主曲輪西側の土塁
後に笠間城、古河城主となった永井直勝の居城
所在地
愛知県安城市東端町中繩手(城山稲荷社)
形状
平城
現状・遺構等
現状:城山稲荷神社等
遺構等:曲輪、土塁、石碑、説明碑、説明板
満足度
★☆☆☆☆
訪城日
2011/01/14
歴史等
東端城(ひがしばたじょう)は、天正8年(1580)に大浜郷(現碧南市)にて*羽城の司令を勤める長田重元の長子尚勝が築いた。
城の構造は居館城から郭内城へ移り変わる過程にある代表的な城郭であった。蓬左文庫蔵の「東端城絵図」
に見る東端城の姿は連郭構造の大規模な造りであったように描かれている。
東端城が歴史の表舞台に出るのは、尚勝の弟・直勝によってである。直勝は、13歳の時に、家康の長男・松平信康に仕えたが、天正7年
(1579)に信康が自刃すると大浜へ帰り蟄居していた。
しかし、その後、18歳の時には、家康に仕えるようになり、姓を長田から永井に改め、永井伝八郎直勝とした。
天正12年(1584)直勝22歳の時、初陣として小牧長久手の戦いに出陣し、敵将池田勝入斉恒興の首を取る大殊勲をたて、
これにより東端1000石の地を賜り、兄尚勝に代って東端城主となった。
その後、関ヶ原合戦でも戦功を挙げ、上総国と近江国にも領地を賜り、合計1万50石となった。
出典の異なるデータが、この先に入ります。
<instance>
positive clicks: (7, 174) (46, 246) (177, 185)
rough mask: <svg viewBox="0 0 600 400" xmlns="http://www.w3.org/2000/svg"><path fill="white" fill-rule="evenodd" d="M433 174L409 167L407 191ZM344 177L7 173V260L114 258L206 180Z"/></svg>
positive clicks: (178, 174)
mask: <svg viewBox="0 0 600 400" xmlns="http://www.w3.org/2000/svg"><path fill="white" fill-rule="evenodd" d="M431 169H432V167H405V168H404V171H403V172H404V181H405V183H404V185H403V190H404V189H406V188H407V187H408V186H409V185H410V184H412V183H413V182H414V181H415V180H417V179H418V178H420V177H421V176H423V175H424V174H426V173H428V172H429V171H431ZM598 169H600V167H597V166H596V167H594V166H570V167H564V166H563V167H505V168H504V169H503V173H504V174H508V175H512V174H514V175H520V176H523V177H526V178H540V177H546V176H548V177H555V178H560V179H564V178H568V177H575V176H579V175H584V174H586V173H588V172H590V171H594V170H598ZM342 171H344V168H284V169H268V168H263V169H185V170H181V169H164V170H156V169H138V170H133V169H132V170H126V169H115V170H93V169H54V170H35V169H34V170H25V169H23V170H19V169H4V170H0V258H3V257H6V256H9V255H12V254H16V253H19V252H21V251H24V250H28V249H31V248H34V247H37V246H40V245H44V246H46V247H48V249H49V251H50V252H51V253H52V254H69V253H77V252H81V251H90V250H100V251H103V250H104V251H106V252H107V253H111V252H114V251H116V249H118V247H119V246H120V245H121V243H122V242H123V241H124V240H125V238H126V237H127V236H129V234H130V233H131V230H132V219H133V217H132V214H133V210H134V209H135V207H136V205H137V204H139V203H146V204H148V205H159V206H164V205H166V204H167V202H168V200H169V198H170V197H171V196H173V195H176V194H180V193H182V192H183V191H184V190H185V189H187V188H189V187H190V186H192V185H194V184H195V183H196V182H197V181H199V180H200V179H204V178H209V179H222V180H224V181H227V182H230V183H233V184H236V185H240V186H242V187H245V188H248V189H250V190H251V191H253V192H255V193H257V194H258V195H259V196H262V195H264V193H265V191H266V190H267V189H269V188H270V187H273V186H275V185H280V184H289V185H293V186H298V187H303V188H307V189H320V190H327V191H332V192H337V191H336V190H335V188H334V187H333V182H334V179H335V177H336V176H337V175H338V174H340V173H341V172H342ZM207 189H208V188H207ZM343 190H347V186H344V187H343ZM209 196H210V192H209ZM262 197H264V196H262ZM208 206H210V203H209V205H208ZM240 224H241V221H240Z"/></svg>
さらに大坂夏の陣では、豊臣秀頼切腹見届けの大役を勤め、この功により元和2年(1616)、上野国小幡で1万石、近江で2千石、
常陸国笠間近在で2万石、合計3万2千石を領有し、常陸笠間城の城主となった。
この時、東端城は廃城となった。
尚、直勝は、その後も業績を上げ、7万2千石を領し、下総古河城の城主となった。
『現地説明碑他より』
*羽城
天正4年(1576)
に松平元康(徳川家康)が船手の要塞として大浜に羽城を築いて長田重元に守らせた。この重元の息子が永井直勝で、直勝は後に、
常陸笠間城主となり、
羽城は廃城となった。その後、この地は大浜陣屋の敷地となったといわれている。
現況・登城記・感想等
主曲輪跡の大部分が梅林などになっているが、周囲を土塁が取り囲んでいる。
南側の土塁は、改変したもので、当時のものではなさそうだが、北・東・
西の土塁は曲輪内側では高さ1m強程度ではあるが割り合い良好に残っている。
稲荷神社は、腰曲輪跡と思われる一段低い削平地に鎮座している。
また、東側の念空寺との間の道は空堀を利用したものであろうか、幅約5~6m、高さ約3m程の間隔がある。
(2011/01/14訪れて)
ギャラリー
主曲輪
主曲輪は、100m四方ほどある広いもので、城山稲荷神社の駐車場と梅林になっている。
説明碑と城址碑
主曲輪跡の北側には城山稲荷神社が鎮座し、鳥居の脇に説明碑と城址碑が立っている。説明碑は、
表裏共に詳しく説明がなされている。城址碑は、正面は「城山稲荷大明神」、側面が「東端城址」と刻まれている。
東側土塁
主曲輪周囲は土塁が囲み、特に東側と西側の土塁は良好に残っている。曲輪(駐車場)内へは、
東側から入るようになっており、左写真と右写真の間が入口(当時の虎口かどうかは分からない)である。
西側土塁
TOP写真と同じ土塁であるが、こちらは北側から撮ったもの。
腰曲輪?
主曲輪の北側に腰曲輪様の一段低い削平地があり、稲荷神社が鎮座している。
空堀跡?
東側の念空寺との間の道は空堀を利用したものであろうか、幅約5~6m、高さ約3m程の間隔がある。